Supplément Manga Vol. 3.
Les culottes sont variées et ne se ressemblent pas ! De la culotte du bon roi Dagobert à la culotte trouée de la petite fille évoquée par Jacques-Alain Miller[1], en passant par ce que les garçons cherchent à voir sous les jupes des filles comme le chante joliment Alain Souchon[2]. Pour chacune, la question de la duperie se pose de façon différente : position non-dupe du bon Saint Eloi, dupe de la vérité, dupe de ce qui est caché et à voir.
Rajoutons à cette série la culotte de Bulma, personnage fille de Dragon Ball Z apporté par Louis en séance d'orthophonie. Barbara Veyri, orthophoniste orientée par la psychanalyse, fait le choix d'intervenir à partir de cette figurine. Cela aura un effet d’énonciation chez l’enfant qui, en nommant la cupidité jouissive du personnage Tortue géniale, pourra se séparer d’une jouissance qui le prenait au corps et bouchait l’accès pour lui à un certain savoir.
A.B.-A. et M.L.
La culotte de Bulma
Par Barbara Veyri
Louis, 8 ans, vient en orthophonie. Il amène avec lui une multitude de figurines qu’il sort de ses poches, qu’il installe sur le bureau et dont il accompagne les déplacements et les mises en scène de bagarres de ponctuations bruyantes, de bruits de bouche et d’interjections en tout genre. Je lui fais remarquer : « tu changes souvent de voix ».
- « Oui, j’aime bien », laconique.
Première énonciation de Louis. Ma remarque adressée sur le traitement qu’il peut faire de l’objet voix a un effet d’apaisement et une conversation peut s’engager à partir de ces figurines. L’une d’elle attire mon attention : une petite fille riant aux éclats, la jupe relevée et le buste penché en avant.
« - C’est qui, elle ?
- Bulma
Silence de ma part.
- Tu connais pas ?
- Raconte moi »
Louis est alors intarissable et me parle de cette jeune fille issue du manga Dragon Ball. Je lui dis mon admiration devant toutes ses connaissances et lui demande s’il pourrait me porter les livres pour que nous puissions en parler. Louis y consent et vient avec les deux premiers tomes de ce manga. Je lui demande de me présenter les personnages et, si cela lui est possible, de me faire partager son savoir sur ce manga. Nous tournons les pages, « à l’envers », me précise t il. Louis me présente le héros, Sangoku : « au début il est nul, il connait rien à la vie ». Effectivement Sangoku vit en ermite et Bulma sera la première rencontre qu’il fait. Bulma est une fille ; le petit héros, orphelin et venant d’une lointaine planète, ne sait pas ce qu’est une fille.

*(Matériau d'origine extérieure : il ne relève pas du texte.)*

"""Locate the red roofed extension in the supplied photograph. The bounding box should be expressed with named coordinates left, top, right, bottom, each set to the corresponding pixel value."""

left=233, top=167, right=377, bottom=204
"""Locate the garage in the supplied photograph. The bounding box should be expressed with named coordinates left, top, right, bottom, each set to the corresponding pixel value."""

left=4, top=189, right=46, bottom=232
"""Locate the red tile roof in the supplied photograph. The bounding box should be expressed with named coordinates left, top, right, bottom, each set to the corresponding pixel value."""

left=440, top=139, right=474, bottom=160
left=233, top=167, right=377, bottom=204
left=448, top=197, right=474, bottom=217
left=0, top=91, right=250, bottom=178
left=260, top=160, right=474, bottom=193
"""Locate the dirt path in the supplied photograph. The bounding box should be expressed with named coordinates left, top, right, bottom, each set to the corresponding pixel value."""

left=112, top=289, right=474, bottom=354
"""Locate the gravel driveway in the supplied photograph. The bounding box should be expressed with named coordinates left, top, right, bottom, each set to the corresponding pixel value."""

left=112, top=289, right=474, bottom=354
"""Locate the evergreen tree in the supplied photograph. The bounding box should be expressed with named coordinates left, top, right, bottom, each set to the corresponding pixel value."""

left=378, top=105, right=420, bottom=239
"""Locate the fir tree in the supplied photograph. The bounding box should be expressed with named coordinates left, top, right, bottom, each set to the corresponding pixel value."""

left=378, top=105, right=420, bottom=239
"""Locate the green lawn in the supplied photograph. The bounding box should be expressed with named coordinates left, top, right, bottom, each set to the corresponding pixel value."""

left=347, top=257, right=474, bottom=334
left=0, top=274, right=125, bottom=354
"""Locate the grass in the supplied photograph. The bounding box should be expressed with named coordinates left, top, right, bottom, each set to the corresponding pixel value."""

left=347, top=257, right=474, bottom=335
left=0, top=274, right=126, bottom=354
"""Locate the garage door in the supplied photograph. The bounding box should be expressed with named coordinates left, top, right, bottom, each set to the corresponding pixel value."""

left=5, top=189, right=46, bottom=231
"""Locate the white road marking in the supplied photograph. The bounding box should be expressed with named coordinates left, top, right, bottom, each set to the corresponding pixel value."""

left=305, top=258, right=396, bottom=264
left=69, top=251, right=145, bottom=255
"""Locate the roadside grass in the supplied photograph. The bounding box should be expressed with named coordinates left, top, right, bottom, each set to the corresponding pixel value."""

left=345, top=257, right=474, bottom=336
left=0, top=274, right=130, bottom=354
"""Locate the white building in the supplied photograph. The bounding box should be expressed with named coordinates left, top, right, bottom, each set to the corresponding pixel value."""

Louis me présente Tortue géniale « c’est un pervers pourri, il veut voir la culotte de Bulma ». Deuxième énonciation de Louis qui nomme ainsi la jouissance supposée mauvaise. Dans la continuité de cet échange, je lui propose de lire : « on pourrait choisir chacun un personnage et si c’est compliqué, je t’aide. » Je dis cela tranquillement, comme qui dirait l’air de rien.
« - Moi je peux lire que les grosses lettres ». Louis pointe ainsi les interjections, les onomatopées qui ponctuent les dialogues.
Là où le mot est chargé de signification, l’interjection et l’onomatopée, plus proches de ce qui constitue l’objet voix et la jouissance du corps, se font passerelle pour que Louis consente à laisser une place à l’Autre du savoir. La place faite au manga permet d'enchâsser l'agitation dans le corps de Louis et d'opérer un déplacement sur les dires qu'il m'adresse à propos des personnages de Dragon Ball.
C’est ainsi que vont s’amorcer pour ce garçon l’accès à la lecture et la possibilité de se saisir, à partir de ce manga, d’un savoir partageable.
[1] « Lettre claire comme le jour pour les vingt ans de la mort de Jacques Lacan », Jacques-Alain Miller, Lettres à l’opinion éclairée, Paris, Seuil, 2002, p. 52.
[2] Chanson d’Alain Souchon, « Sous les jupes des filles », Album C’est déjà ça, 1993.